You mention holding an extensive collection of wines...
Our wonderful sommelier Filippo Carnevale has curated the wine list at Amethyst. We offer a classic wine pairing option plus a Prestige collection with rare vintages. Filippo has meticulously gone through the flavour profiles of each dish to pair with the wines and will also adjust to a guest’s personal taste. Among all the wines features you can find include: 2016 Meursault `Les Narvaux` Yves Boyer-Martenot; a 2002 Château Cos d'Estournel; and the 1997 Saintsbury, Brown Ranch Pinot Noir, Los Carneros.

Your first solo restaurant, Xier, launched in 2018 and then closed in 2020 as a result of the Covid-19 pandemic.

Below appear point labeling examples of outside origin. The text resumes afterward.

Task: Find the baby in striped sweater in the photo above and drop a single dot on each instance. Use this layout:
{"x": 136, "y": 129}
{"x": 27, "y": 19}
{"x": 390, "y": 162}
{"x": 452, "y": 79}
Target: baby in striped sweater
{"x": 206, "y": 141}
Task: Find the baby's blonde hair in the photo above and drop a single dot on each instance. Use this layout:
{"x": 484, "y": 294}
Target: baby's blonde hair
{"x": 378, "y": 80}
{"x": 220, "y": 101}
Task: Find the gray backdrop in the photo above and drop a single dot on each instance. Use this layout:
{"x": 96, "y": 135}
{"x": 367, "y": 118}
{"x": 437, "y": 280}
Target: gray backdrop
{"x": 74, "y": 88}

What are your learnings from that whole experience?
It was a tough time for the industry and know we are still facing challenges now. However, I learnt a lot during my time running Xier and have taken these on board for Amethyst. I’m glad to be back in the kitchen and welcoming guests into my restaurant again.

Do you any ambitions to resurrect Xier one day?
Right now, my focus is on Amethyst. I want to make Amethyst the best it can be and I’m excited to see where it will go. Maybe further in the future, I could see another restaurant, but not for Xier.